= 1920 Edmonton municipal election =

Municipal election in Alberta, Canada

The 1920 municipal election was held December 13, 1920, to elect a mayor and six aldermen to sit on Edmonton City Council and three trustees to sit on the public school board. J Cormack, Joseph Gariépy and J J Murray were acclaimed to two-year terms on the separate school board. In a plebiscite held at the same time, Edmontonians repeated their previous year's rejection of a proposal to pay aldermen. Ratepayers also voted down the various money bylaws that were up for discussion.

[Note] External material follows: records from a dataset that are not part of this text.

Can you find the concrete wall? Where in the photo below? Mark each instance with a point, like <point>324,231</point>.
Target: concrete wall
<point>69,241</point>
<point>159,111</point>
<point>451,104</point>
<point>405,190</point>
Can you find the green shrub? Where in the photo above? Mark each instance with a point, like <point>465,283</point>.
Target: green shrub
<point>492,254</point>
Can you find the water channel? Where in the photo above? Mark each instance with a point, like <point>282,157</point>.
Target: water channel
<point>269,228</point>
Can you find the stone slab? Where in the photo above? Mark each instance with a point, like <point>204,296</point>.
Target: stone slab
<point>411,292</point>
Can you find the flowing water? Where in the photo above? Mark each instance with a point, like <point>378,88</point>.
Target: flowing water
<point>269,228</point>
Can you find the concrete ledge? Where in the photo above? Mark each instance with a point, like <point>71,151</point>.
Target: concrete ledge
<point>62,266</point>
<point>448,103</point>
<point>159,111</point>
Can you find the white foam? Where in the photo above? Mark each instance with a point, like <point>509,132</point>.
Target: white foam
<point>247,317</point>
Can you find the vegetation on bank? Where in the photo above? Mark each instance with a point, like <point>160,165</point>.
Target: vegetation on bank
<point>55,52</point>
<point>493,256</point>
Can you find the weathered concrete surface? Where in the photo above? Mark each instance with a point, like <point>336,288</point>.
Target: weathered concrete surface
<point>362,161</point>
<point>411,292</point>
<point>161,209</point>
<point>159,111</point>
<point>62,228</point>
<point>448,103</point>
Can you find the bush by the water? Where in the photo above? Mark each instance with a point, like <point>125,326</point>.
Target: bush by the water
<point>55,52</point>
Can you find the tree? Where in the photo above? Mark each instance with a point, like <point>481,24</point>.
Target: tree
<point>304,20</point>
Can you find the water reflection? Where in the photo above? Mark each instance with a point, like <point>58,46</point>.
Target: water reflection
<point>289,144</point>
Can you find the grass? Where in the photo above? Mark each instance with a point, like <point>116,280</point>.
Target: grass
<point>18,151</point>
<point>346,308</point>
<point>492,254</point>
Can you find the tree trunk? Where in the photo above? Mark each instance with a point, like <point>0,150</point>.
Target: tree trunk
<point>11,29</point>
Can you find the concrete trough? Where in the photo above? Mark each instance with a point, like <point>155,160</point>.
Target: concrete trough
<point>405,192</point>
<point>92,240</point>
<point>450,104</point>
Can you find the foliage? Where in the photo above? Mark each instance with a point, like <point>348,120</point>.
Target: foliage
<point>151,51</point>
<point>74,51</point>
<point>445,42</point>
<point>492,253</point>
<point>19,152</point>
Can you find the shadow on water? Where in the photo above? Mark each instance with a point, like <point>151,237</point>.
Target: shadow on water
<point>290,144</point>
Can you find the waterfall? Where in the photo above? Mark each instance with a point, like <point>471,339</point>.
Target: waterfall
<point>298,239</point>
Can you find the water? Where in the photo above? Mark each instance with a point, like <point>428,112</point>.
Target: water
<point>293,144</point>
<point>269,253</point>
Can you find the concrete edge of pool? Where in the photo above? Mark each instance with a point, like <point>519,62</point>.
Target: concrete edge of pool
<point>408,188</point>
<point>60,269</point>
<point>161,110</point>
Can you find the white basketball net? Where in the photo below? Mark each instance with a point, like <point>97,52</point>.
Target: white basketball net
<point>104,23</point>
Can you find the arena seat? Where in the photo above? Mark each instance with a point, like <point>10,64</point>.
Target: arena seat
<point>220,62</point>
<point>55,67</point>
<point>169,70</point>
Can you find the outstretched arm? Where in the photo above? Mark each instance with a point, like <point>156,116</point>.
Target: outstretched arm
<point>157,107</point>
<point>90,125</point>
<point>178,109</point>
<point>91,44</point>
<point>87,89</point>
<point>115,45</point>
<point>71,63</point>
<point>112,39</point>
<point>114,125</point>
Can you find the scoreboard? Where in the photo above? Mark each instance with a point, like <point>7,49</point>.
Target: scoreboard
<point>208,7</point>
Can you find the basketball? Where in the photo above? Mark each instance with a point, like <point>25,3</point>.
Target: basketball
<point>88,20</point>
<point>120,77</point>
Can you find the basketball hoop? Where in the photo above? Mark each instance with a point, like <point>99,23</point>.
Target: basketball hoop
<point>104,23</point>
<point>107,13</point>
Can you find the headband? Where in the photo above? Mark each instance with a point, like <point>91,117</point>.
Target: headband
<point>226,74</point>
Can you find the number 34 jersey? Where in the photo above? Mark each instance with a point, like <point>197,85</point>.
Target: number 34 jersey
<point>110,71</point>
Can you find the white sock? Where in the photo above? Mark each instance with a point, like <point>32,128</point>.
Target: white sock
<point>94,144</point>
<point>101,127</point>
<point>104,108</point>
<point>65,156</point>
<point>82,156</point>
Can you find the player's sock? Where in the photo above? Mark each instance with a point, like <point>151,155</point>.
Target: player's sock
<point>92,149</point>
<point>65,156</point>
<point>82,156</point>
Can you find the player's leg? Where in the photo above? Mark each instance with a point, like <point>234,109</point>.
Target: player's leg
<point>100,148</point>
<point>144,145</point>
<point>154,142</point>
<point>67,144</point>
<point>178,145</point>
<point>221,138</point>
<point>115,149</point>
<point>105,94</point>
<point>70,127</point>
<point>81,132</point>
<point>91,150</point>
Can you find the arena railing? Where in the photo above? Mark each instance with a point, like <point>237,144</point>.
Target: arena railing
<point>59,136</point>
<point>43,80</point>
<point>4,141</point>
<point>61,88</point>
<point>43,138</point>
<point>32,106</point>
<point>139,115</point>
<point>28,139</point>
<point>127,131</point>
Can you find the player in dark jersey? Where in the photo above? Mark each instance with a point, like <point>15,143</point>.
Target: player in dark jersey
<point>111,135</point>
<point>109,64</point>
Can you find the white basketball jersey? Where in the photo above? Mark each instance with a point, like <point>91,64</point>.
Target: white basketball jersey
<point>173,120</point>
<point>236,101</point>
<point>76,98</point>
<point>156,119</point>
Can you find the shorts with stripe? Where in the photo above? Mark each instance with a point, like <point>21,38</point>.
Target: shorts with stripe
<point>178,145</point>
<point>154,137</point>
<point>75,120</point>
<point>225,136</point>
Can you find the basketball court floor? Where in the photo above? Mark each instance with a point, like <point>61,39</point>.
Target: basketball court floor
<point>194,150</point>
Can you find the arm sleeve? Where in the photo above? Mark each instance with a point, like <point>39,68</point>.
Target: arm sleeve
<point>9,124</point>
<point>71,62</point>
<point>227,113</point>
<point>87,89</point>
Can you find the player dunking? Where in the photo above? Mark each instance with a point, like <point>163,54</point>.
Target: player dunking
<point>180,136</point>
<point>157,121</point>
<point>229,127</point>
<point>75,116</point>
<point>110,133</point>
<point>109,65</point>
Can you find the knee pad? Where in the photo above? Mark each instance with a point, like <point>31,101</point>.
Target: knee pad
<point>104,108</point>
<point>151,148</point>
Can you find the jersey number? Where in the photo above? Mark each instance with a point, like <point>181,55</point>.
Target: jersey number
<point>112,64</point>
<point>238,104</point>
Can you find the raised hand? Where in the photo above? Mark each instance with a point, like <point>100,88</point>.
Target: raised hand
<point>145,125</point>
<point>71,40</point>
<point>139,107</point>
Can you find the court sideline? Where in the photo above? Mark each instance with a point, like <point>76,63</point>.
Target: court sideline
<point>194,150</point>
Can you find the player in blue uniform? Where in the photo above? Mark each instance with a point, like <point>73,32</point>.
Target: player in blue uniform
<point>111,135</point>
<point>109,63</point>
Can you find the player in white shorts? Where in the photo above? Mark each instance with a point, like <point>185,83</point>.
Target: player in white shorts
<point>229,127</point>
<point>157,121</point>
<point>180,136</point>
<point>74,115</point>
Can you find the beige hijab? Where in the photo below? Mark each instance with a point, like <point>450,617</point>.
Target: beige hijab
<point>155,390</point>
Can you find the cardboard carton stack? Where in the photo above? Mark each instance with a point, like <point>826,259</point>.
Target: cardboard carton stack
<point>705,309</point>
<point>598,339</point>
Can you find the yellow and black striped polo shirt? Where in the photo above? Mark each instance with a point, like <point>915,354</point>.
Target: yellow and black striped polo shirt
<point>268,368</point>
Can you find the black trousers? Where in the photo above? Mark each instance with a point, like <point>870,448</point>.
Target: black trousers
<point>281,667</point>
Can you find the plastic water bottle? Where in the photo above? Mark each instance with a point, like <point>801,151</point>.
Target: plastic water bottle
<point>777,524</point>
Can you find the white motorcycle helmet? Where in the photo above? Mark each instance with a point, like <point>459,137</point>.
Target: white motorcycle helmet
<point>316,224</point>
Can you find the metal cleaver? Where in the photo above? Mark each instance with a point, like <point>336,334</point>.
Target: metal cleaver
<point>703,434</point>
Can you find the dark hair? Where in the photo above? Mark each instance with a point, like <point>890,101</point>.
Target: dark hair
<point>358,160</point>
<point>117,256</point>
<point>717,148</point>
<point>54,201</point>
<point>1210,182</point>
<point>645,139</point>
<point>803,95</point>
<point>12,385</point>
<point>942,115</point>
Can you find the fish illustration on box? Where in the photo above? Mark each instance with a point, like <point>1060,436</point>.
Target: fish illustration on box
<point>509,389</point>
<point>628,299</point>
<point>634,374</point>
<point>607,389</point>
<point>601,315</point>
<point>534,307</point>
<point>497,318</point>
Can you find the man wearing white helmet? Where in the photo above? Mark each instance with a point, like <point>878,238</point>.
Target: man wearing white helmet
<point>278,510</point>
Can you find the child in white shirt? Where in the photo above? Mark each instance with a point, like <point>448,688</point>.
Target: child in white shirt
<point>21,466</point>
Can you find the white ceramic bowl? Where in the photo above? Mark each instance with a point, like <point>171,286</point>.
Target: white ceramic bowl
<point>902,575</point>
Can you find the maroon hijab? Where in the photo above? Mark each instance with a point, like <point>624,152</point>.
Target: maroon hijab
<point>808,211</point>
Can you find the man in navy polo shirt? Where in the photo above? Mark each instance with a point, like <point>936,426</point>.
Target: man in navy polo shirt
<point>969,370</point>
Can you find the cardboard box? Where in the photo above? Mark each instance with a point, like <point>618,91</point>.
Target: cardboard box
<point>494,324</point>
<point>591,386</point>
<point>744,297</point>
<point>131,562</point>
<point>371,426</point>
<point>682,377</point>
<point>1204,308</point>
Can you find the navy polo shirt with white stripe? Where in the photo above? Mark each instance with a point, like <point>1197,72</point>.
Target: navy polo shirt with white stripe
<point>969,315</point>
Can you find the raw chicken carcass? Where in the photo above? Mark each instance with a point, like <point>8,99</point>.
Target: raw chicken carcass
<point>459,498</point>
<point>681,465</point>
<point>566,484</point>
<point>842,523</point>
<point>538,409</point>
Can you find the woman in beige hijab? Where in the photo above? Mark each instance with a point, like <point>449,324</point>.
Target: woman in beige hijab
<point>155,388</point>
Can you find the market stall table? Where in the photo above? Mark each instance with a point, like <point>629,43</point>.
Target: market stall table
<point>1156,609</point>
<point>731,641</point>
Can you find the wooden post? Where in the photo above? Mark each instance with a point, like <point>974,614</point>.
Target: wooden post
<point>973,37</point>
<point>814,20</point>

There were ten aldermen on city council, but four of the positions were already filled: Percy Abbott, John Bowen, James East and Rice Sheppard were all elected to two-year terms in 1919 and were still in office. J. A. Kinney had also been elected to a two-year term in 1919, but had resigned. Accordingly, Samuel McCoppen, who came in in sixth place, was elected to a one-year term.

Five candidates of a new party, the business-oriented Citizens Progressive League AKA the Citizens Committee or Citizens ticket, were elected to most of the open seats. McCoppen was the sole Labour Party candidate to be elected. A third party, the Independent Labor Party, ran two candidates but did not elect anyone.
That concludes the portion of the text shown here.